FIG. 1 is a chart showing a control flow of a digestive tank monitoring device to which the present invention is applied.

FIG. 2 is a schematic diagram showing the overall configuration of a digestive tank monitoring device to which the present invention is applied.

FIG. 3 is a graph showing an error between an actually measured value and a calculated value in a normal acid-alkali titration method.

[Explanation of symbols]

 1 ... Mud receiving tank 2 ... Flocculating tank 3 ... Sedimenting tank 4 ... Filter 5 ... Filtrate tank 6 ... Acid titration tank 7 ... Alkali titration tank 8 ... pH meter 9 ... Thermometer 10a, 10b ... Dispenser 11 ... Sequence controller 12 ... Personal computer 13 ... Control unit

Claims (4)

[Claims] 1. A filtrate tank in which digested sludge is stored, an acid titration tank and an alkali titration tank in which the digested sludge in the filtrate tank is sampled and introduced, and pH meters are respectively provided, and a controller.
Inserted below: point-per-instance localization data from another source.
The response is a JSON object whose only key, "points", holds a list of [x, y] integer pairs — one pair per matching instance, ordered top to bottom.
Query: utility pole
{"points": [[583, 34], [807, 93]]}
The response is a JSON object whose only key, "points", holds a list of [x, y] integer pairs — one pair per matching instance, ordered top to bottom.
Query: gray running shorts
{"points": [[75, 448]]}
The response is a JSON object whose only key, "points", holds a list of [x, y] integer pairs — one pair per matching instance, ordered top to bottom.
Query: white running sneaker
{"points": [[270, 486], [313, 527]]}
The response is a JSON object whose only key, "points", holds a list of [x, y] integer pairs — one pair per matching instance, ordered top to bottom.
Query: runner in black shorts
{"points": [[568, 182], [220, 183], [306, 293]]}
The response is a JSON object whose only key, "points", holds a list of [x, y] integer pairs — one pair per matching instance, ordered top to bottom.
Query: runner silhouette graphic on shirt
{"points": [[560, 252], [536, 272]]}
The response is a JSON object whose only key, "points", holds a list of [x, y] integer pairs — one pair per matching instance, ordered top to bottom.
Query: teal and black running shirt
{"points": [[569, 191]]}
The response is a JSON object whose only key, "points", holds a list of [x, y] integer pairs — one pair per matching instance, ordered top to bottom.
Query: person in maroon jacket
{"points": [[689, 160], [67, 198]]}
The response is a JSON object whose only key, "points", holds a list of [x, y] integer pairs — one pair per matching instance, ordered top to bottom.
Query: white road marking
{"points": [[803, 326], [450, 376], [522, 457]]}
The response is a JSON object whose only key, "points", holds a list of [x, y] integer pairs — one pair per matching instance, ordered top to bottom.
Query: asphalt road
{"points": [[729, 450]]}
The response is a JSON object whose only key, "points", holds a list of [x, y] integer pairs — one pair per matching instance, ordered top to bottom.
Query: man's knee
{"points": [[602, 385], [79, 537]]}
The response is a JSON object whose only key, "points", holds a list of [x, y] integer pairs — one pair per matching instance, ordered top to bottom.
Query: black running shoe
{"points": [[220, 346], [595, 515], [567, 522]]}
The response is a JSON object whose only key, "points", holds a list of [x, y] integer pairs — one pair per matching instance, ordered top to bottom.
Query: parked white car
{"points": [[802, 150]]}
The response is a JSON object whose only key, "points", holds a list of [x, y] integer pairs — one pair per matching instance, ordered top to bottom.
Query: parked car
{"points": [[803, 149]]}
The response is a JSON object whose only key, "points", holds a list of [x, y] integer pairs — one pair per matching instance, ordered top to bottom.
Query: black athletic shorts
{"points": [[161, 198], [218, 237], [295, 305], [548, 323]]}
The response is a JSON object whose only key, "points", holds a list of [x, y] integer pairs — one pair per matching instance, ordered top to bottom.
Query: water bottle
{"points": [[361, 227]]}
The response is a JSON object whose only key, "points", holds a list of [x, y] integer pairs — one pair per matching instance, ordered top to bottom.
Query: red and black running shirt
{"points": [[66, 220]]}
It comprises a titration mechanism that dispenses an amount of reagent corresponding to the obtained value into the above-mentioned acid titration tank and alkali titration tank by a dispenser. In the anaerobic digestion tank monitoring device that calculates each measurement item to be monitored based on the equilibrium theory and continuously monitors the digestion state of sludge, when calculating the concentration of the measurement item to be monitored In addition, a method for removing error data of a digestion tank monitoring device, characterized in that data including a measurement error at the time of acid-alkali titration is removed. 2. The error data existing between the actual measurement value and the calculated value is detected by executing the simulation of the titration curve by the reagent used for the titration, and the error data is removed in the subsequent arithmetic processing. The method for removing error data in a digestive tank monitoring device according to claim 1, wherein the method is adopted. 3. The error data is obtained from a difference between an actually measured value of pH by a pH meter and a calculated value optimized so that the sum of squares of the difference between pH values for each titration amount is minimized. The method for removing error data in a digestive tank monitoring device according to claim 1 or 2, wherein. 4. A sludge receiving tank for receiving digested sludge, a coagulating tank for coagulating the digested sludge by injecting a coagulant, and a precipitating tank for storing the supernatant of the coagulating tank before the filtrate tank. The method for removing error data of a digestion tank monitoring device according to claim 1, further comprising: a filter for filtering the supernatant of the precipitation tank.